I guess the best thing about Lazy is that it is Lazy. IOW, a beginner can understand and implement it.

Re: Lazy SMP and "lazy cluster" experiments

Posted: Fri Aug 25, 2017 8:43 am
by Laskos
Daniel Shawul wrote:Thanks for the tests that confirm ABDADA is clearly better than lazy.

On a constant depth search my lazy gives a time-to-depth speedup of 1.11 while ABDADA gives 1.73 using 2 cores. So the advantage of ABDADA for me is quite significant even though i don't do anything fancy with lazy.

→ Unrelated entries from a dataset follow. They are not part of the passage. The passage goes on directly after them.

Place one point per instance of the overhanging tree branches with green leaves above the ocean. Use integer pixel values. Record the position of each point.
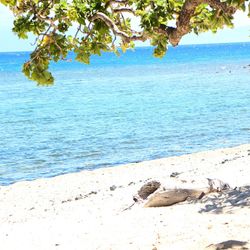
(97, 24)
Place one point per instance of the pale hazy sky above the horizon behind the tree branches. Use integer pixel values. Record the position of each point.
(241, 33)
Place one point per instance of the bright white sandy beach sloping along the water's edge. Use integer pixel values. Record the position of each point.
(85, 210)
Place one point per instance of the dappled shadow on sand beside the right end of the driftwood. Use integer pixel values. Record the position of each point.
(239, 197)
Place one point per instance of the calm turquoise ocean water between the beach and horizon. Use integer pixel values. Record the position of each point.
(121, 110)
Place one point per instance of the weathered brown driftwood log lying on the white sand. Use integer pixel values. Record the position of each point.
(152, 194)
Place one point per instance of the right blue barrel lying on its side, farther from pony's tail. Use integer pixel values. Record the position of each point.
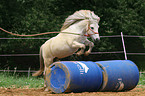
(118, 75)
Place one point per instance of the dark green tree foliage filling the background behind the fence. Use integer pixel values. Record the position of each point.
(30, 17)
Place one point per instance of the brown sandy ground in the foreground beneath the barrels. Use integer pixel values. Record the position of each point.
(39, 92)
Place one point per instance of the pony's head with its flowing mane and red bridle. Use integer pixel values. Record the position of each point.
(83, 15)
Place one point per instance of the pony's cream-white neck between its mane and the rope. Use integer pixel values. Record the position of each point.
(78, 28)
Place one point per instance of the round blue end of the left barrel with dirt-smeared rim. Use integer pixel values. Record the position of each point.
(58, 78)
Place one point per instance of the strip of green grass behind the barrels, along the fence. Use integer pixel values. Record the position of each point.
(8, 80)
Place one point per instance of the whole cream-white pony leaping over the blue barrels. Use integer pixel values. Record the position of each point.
(73, 35)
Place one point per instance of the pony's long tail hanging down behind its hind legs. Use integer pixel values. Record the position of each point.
(39, 72)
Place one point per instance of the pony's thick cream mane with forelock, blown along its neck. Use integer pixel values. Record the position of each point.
(78, 16)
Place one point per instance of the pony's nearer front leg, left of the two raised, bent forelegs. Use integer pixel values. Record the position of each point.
(79, 45)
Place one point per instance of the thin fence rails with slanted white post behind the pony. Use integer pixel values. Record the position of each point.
(115, 52)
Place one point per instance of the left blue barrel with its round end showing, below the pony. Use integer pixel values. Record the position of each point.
(74, 76)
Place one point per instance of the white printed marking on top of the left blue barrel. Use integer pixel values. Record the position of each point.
(82, 67)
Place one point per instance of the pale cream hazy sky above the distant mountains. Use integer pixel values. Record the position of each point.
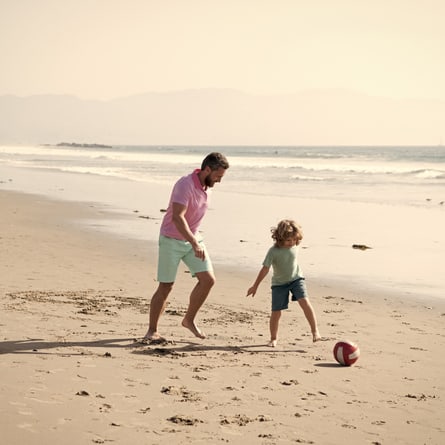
(102, 49)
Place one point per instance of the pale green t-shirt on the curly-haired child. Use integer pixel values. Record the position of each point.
(284, 262)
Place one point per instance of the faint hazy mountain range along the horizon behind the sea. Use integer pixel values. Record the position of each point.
(223, 117)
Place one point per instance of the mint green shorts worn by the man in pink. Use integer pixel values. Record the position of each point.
(172, 252)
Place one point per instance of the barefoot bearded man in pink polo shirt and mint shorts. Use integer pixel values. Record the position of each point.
(179, 240)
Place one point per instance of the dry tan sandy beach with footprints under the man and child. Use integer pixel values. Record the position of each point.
(74, 301)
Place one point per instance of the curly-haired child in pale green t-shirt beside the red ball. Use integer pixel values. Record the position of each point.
(287, 277)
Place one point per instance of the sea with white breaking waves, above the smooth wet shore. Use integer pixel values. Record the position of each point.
(343, 172)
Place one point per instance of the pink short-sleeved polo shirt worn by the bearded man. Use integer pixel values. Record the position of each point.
(189, 192)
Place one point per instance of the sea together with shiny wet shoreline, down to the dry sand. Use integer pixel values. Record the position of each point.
(389, 198)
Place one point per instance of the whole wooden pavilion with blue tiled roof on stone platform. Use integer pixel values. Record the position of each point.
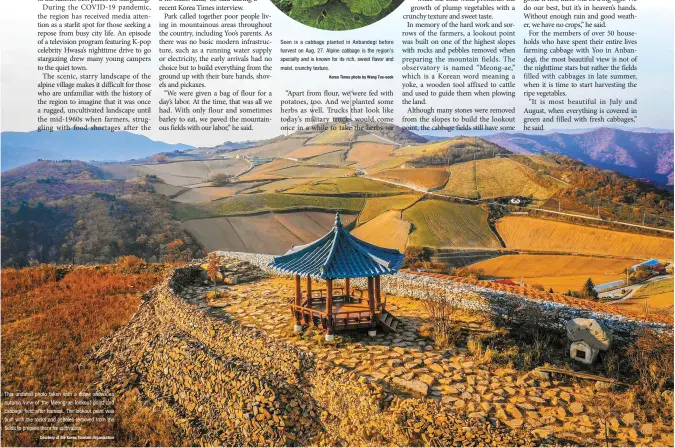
(340, 256)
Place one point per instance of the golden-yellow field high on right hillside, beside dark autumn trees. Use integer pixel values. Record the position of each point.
(497, 177)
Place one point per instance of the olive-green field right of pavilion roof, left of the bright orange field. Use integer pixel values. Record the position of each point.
(444, 224)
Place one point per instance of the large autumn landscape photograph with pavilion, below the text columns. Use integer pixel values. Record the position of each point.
(350, 284)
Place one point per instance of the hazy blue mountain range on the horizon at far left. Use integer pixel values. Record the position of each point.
(19, 148)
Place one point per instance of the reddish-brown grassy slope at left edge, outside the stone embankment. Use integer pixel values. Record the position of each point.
(51, 318)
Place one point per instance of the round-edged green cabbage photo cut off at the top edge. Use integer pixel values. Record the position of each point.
(337, 15)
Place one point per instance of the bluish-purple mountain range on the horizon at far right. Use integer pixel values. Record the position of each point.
(636, 153)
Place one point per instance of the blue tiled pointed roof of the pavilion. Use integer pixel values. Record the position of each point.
(338, 254)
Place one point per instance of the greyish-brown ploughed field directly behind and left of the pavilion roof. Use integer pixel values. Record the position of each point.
(268, 233)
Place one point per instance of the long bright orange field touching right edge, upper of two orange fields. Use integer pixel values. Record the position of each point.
(525, 233)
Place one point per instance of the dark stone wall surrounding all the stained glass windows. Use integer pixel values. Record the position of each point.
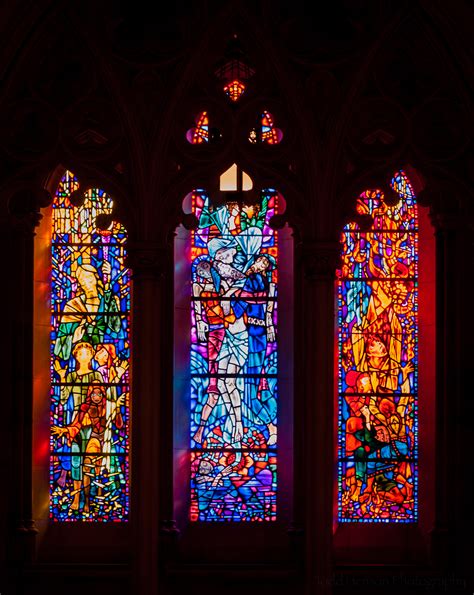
(108, 90)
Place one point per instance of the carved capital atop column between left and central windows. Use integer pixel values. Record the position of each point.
(148, 260)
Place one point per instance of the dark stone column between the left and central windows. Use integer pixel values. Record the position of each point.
(151, 266)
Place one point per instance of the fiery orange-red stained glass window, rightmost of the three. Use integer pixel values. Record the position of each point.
(378, 335)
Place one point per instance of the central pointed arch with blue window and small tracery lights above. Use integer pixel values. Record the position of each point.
(233, 385)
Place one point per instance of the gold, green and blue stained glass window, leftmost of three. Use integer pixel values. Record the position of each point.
(90, 351)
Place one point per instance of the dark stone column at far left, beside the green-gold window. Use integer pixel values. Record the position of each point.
(17, 245)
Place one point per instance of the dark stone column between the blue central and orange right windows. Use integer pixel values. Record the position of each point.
(316, 352)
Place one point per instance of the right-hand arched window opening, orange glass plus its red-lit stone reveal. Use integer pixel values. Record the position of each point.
(384, 418)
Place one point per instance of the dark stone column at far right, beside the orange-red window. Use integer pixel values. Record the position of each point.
(454, 328)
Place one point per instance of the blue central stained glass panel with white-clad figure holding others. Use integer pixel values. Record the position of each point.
(233, 430)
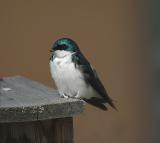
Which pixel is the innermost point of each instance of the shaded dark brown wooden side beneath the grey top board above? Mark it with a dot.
(49, 131)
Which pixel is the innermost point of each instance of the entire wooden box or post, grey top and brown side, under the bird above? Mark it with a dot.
(33, 113)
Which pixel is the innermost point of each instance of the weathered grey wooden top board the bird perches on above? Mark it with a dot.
(22, 99)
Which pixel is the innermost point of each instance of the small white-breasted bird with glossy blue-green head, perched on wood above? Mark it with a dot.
(75, 77)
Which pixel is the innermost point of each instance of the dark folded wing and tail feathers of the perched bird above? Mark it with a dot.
(91, 78)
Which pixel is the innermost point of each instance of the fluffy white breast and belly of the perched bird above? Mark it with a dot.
(68, 79)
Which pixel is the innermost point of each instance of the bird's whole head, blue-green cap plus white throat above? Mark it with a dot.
(64, 46)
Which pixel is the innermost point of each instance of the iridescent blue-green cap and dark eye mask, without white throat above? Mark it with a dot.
(65, 44)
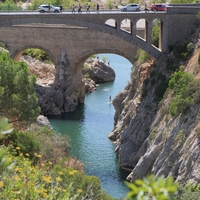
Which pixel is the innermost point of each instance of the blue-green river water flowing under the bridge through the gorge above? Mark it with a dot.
(89, 126)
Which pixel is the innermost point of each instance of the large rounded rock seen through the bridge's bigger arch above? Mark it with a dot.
(98, 71)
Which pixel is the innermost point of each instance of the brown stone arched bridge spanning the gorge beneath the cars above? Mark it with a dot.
(70, 39)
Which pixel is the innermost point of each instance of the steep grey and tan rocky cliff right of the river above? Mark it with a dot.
(148, 139)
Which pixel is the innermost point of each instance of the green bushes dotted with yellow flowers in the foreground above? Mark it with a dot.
(23, 176)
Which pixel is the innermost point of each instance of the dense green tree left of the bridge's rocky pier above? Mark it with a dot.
(18, 99)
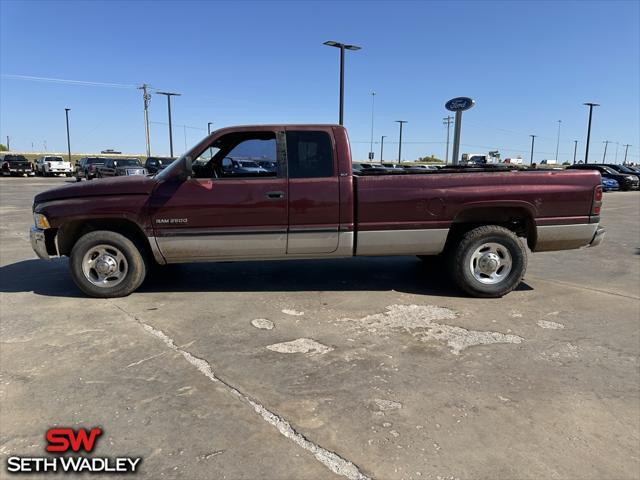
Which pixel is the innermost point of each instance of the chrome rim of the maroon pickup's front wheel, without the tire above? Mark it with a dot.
(104, 266)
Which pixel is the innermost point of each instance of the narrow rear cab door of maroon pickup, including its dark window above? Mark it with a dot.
(314, 195)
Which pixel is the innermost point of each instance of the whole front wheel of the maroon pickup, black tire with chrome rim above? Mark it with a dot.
(121, 271)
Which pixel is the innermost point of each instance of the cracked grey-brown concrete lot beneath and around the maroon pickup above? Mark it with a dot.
(373, 368)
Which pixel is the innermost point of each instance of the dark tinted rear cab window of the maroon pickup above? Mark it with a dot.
(309, 154)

YBW is superior than both in my engine, so I still think that is the best algorithm. If you fine tune your YBW (split depth etc) and use longer time control, may be it will be the the best for you too.

Daniel
You cannot discard other data. Stockfish YBW was beating Komodo Lazy on single core LTC, and losing terribly to Komodo on 16-32 cores LTC (TCEC). When they (Stockfish) slowly applied decently Lazy, it started beating Komodo Lazy on 16-44 cores pretty harshly as it is beating it on 1 core.

Houdini YBW (3,4) was quite equal on one core to Komodo Lazy at some time, but was losing terribly on 16-32 cores. The main change in Houdini 5 was adopting Lazy, and it was a sudden gain on 16-44 cores (similarly to what was for Stockfish). Houdini 5 in fact had beaten Komodo Lazy to final in TCEC, and only lost to Stockfish Lazy.

All those YBW implementations in top engines were crappy, and only yours is good?

On CCRL and CEGT, the known Lazy engines (Stockfish, Komodo, Andscacs, Houdini 5, Cheng) 1 -> 4 cores are scaling on average at least equal, more probably better than YBW known engines (Crafty 24, 23, Houdini 4,3,2, Rybka 4,3,2).

Do I have to dismiss this significant data, and to accept only yours?

Peter's data with Lazy and ABDADA are significant, but I still have to see more empirical data and at longer TC. Quick tricks like time-to-depth will not help here. To me, as of now, the LTC empirical data shows Lazy as applied in Stockfish and Komodo as the best, with Peter's results provisory and to be confirmed, and your statements as irrelevant.